I write in praise of one of my heroes, the great Terry Bunn of Walsall (Obituary, 12 September). Known to many as the “Archbishop of Walsall”, his home church was Christ Church, Blakenall Heath.
Few people will have heard of Blakenall. A deprived UPA outer-city housing estate on the outskirts of Walsall, Blakenall is by any register a tough place. Late one evening, out of the blue, I got a call from my bishop. He knew I wanted a university chaplain’s job, but he asked whether I would look after Christ Church in the mean time. He could not find anyone willing to go. Within two weeks, we had moved.
Blakenall woke me up. Drugged-out idiots in the flats opposite the vicarage would shoot air-rifles at each other over our roof. Skeletons of burnt-out cars littered the streets, and became play parks for children. Fascists firebombed the fish-and-chip shop because the owner was Greek. He spent months cleaning up and reopened. Then some bastard did the same thing again.
Within weeks of arrival, we were burgled. It was not just a TV-and-video job. They backed up a van and took everything — pots and pans, rugs, sofas, computer, the lot. I even lost the back-up disks for my Ph.D., and had to start the whole thing again. We made up a bed for our one-year-old daughter in the bath: it was the only place left to put her.
Amid all this chaos, Terry Bunn presided like some lanky Black Country angel. His was that increasingly derided ministry of presence at its finest: always there with a ready greeting; always treating the most unlikely visitors to church as if they were great dignitaries.
His passion for the place and its people was infectious. Partly it was a love based on a lack of judgement. Perhaps it had to be. When I got grumpy because the men popped out of church after the peace for a fag, and returned to receive communion, he would shrug: “We are all here for the medicine, Father.”

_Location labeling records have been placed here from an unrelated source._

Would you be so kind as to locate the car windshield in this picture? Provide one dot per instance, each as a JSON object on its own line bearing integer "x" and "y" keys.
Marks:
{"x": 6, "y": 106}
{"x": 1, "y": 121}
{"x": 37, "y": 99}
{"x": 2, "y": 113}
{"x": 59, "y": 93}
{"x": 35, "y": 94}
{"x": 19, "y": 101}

He taught me to look for the authentic signs of reverence in people not used to middle-class ways of church. Scruffy kids in cottas and garish trainers would serve with real dignity and sensitivity. Mums with short skirts and chewed nails would cross themselves as if their lives depended on it. And the blokes did always come back for communion.
Thanks, Terry, for showing me all this. You were a saint of Anglicanism. A dedicated layman all your life, if I become half the priest you were, I shall be a happy man. May you rest in peace and rise in glory.
The Revd Dr Giles Fraser is Team Rector of Putney.